Roma, 6 set – I sondaggi non aiutano a dipanare la matassa: cosa ci attende dalle elezioni legislative che si terranno all’inizio del prossimo anno? Un trionfo dei Cinque Stelle? Larghe intese? Improbabili coalizioni che per salvare quel minimo di coerenza daranno vita a litigi infiniti capaci di far saltare esecutivi come mosche? Oppure – perché no – una nuova riedizione di governo tecnico?
Quest’ultima non sembra solo una possibilità, ma proprio un auspicio. Almeno per Citigroup, banca d’affari americana impegnata a cercare di capir qualcosa in un quadro che definire fluido è fargli un complimento. In un rapporto del 4 settembre, reso noto da Fiorina Capozzi del Fatto Quotidiano, gli analisti si interrogano sulle prospettive per l’Italia, in un quadro che risente ancora grandemente delle difficoltà legate alla crisi economica. Quale soluzione sarebbe dunque la migliore? “Un parlamento senza maggioranza”, si legge. Cioè un governo a tempo, alias governo tecnico, incaricato di quelle riforme poco digeribili senza che nessuno si prenda la responsabilità delle scelte.
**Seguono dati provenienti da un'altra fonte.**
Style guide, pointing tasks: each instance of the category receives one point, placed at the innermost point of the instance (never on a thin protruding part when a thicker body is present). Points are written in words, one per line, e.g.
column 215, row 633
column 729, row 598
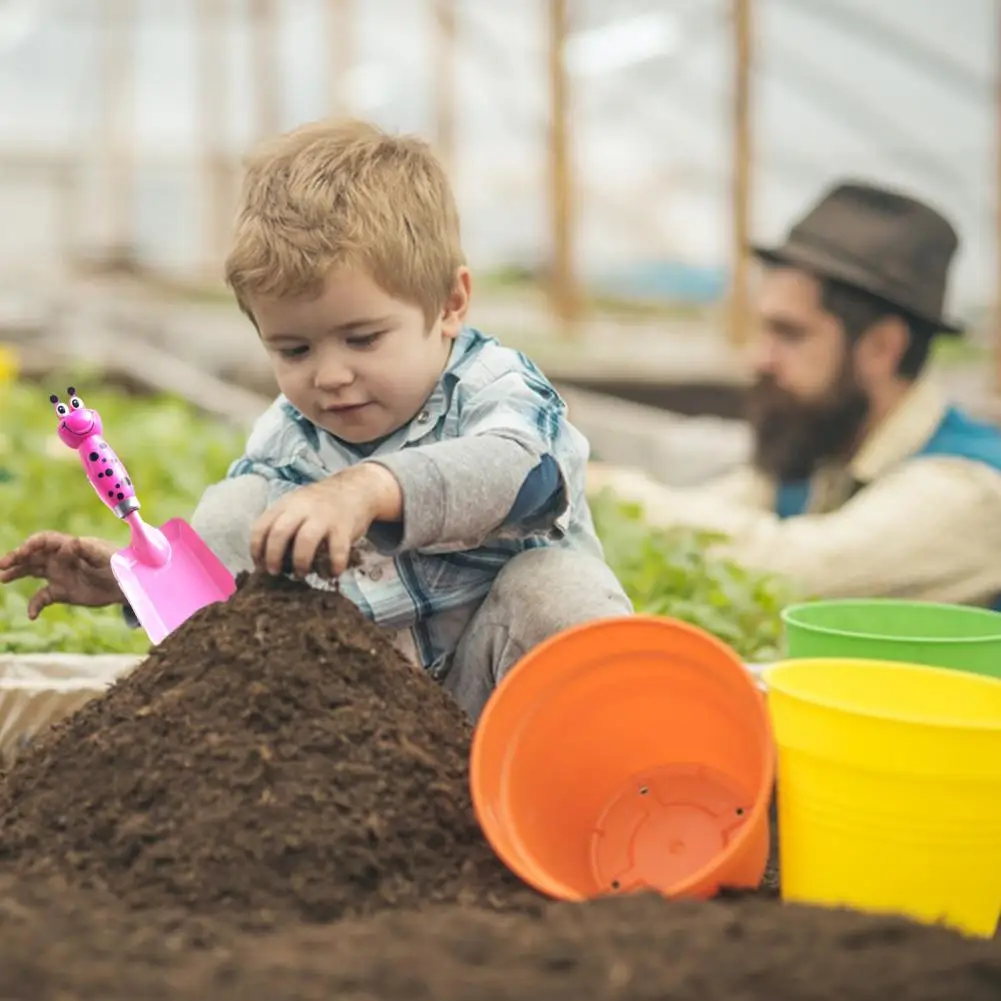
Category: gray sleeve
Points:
column 223, row 518
column 460, row 491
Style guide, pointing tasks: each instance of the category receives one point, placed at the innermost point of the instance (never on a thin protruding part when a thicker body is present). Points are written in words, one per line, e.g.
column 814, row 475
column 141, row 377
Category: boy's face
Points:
column 353, row 359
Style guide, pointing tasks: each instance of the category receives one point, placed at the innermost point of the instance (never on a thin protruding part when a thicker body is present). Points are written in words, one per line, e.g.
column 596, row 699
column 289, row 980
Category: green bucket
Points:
column 942, row 636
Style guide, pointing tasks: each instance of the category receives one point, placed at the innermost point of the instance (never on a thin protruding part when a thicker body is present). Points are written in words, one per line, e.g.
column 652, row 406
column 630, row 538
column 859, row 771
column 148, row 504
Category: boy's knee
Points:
column 542, row 592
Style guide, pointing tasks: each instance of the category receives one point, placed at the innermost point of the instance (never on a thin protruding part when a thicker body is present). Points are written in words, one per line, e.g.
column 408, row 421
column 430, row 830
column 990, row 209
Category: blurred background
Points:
column 611, row 157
“Il Paese potrebbe trarre maggior vantaggio – spiegano gli estensori dello studio da un parlamento paralizzato che non da governi a maggioranza debole”. Se nessuno sta governando, “ nessuno può lamentarsi per l’introduzione di riforme impopolari e tasse” e quindi “un parlamento senza maggioranza – e un governo ad interim basato su una maggioranza fluida – potrebbe consentire all’Italia (e all’Europa) di completare un processo che istituzioni più deboli hanno iniziato nel 2011″.
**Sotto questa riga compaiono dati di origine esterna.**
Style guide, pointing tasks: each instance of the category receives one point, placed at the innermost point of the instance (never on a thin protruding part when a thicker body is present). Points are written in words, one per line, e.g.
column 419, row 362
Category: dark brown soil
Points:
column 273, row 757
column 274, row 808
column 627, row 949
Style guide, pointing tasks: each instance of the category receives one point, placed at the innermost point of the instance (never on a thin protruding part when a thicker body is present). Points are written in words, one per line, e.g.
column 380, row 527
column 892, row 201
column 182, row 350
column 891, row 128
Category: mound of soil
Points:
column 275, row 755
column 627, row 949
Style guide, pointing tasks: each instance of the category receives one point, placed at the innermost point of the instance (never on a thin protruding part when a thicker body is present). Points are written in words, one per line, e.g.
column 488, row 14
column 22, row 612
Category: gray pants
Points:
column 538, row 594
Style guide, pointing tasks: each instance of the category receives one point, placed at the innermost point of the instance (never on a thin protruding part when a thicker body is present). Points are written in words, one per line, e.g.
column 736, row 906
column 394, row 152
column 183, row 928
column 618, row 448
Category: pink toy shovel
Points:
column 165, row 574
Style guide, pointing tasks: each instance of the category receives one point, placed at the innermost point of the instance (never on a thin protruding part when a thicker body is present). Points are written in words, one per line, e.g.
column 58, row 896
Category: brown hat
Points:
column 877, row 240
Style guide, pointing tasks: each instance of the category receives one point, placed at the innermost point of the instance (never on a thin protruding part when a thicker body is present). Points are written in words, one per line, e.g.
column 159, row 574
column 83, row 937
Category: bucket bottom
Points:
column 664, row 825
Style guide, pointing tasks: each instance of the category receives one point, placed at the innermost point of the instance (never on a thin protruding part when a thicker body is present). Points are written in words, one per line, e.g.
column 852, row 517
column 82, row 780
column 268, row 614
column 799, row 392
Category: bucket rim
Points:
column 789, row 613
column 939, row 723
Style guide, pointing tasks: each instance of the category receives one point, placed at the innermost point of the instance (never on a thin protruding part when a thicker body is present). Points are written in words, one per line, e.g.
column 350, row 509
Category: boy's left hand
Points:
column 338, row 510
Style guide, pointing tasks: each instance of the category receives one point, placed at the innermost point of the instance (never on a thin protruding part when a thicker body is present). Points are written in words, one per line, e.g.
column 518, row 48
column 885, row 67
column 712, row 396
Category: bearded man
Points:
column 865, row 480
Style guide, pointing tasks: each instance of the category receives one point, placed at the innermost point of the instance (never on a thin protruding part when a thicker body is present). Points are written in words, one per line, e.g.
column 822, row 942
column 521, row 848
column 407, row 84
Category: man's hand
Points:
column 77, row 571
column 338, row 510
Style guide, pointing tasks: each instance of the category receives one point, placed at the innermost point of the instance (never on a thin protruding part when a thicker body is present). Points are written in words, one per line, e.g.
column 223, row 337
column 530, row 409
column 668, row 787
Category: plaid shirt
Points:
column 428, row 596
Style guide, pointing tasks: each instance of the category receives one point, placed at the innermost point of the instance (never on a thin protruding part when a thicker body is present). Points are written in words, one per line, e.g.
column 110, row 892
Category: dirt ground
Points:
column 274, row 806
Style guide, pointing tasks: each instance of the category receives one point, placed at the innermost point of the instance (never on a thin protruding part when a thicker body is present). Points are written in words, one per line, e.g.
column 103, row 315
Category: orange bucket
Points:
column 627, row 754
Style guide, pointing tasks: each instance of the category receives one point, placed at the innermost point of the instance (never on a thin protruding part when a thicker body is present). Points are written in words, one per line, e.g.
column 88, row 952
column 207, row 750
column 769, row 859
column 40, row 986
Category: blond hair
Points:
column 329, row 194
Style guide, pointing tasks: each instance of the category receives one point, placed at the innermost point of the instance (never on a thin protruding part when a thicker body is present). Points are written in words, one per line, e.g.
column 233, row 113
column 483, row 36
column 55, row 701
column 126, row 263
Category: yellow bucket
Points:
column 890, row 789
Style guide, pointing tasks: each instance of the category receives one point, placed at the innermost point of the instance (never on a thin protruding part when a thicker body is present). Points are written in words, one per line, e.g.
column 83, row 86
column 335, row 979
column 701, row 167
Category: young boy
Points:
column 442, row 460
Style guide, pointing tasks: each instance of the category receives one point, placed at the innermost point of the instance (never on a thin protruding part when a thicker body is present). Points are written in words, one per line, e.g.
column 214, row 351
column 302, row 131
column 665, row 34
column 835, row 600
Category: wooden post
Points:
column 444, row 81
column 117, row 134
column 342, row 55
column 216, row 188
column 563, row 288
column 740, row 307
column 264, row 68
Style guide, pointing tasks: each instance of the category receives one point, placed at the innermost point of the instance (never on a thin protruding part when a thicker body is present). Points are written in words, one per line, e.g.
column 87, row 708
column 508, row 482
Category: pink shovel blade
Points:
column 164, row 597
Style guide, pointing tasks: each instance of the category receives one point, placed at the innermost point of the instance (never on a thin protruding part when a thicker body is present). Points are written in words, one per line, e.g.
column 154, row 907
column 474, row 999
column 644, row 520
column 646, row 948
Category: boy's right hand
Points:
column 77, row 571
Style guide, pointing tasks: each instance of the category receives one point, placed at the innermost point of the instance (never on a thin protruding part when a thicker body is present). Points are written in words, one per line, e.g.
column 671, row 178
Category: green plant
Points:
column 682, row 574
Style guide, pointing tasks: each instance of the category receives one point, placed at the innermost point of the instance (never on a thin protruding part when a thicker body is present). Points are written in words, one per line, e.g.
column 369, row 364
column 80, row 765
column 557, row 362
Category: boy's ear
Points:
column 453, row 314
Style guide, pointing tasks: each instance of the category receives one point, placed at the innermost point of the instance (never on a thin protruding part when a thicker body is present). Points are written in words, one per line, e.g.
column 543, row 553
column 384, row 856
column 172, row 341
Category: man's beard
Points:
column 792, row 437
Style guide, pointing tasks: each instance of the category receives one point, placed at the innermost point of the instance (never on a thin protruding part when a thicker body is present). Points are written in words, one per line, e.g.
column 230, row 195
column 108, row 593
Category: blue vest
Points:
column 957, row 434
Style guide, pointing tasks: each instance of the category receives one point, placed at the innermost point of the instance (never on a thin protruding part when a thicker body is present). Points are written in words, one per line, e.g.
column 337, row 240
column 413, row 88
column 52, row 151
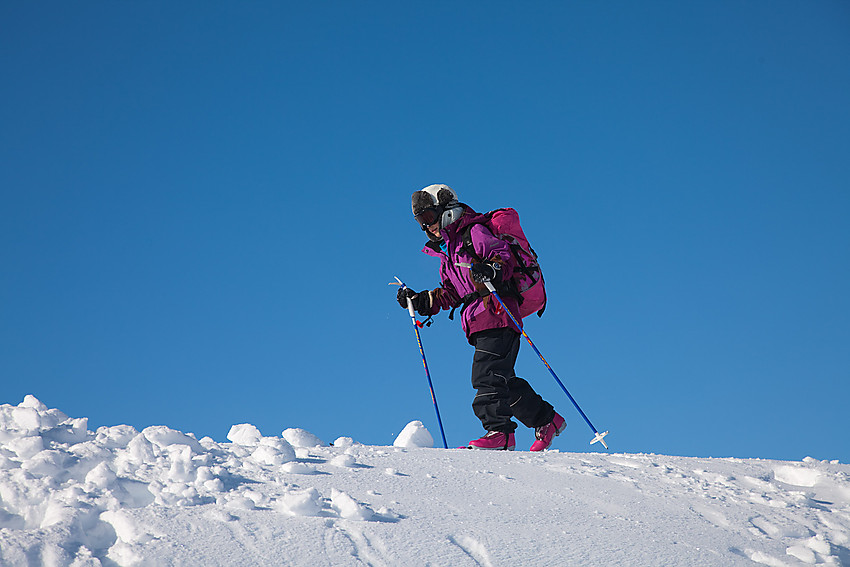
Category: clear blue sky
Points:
column 203, row 202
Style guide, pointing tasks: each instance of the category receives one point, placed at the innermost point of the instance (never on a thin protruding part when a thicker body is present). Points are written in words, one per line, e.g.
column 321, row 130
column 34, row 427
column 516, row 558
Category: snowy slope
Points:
column 116, row 496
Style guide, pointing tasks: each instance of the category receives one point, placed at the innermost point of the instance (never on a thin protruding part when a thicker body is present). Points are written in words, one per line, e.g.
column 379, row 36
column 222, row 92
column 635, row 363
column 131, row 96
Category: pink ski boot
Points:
column 546, row 433
column 495, row 440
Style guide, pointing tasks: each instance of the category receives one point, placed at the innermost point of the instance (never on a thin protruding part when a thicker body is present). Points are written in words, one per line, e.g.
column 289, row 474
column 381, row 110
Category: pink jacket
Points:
column 484, row 312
Una riedizione del governo tecnico Monti, insomma, che completi il percorso iniziato all’epoca: gli analisti parlano di “un calcio d’inizio di un ciclo virtuoso”, dato che l’Italia “non sta meglio rispetto al settembre del 2011, al picco della crisi che portò all’uscita di scena di Silvio Berlusconi: il debito pubblico è oggi al 133,5% contro il 116,5% del Pil del 2011, con le misure straordinarie della Bce (Qe) che volgono al termine. Il Pil reale è ancora giù del 2% rispetto al secondo trimestre 2011, la produzione industriale del secondo trimestre 2016 era ancora del 16% più bassa rispetto al 2008; il tasso di disoccupazione è più elevato del 2,7% rispetto al 2011 nonostante il jobs act”. Peccato che, riforma del lavoro a parte, le principali responsabilità di questo desolante quadro siano da rintracciarsi proprio dall’esecutivo Monti in avanti. A partire dagli indicatori sull’indebitamento: pensare che il rapporto debito/Pil potesse ridursi mentre si obbligava con l’austerità il denominatore a calare dimostra non solo una scarsa conoscenza dell’economia, ma proprio della matematica elementare. Così come era da ricovero coatto credere di non far schizzare all’insù la disoccupazione (specie quella giovanile) costringendo chi stava per raggiungere la pensione a rimanere al lavoro, bloccando di fatto il fisiologico turnover aziendale, vero Elsa Fornero? Stesso discorso per la produzione industriale, che non va propriamente d’accordo con la desertificazione della domanda interna. Tutto merito della pagina più nera della seconda repubblica: quel governo tecnico avrà sì salvato l’eurozona, sacrificando però l’Italia. E ora qualcuno vorrebbe pure riproporcelo.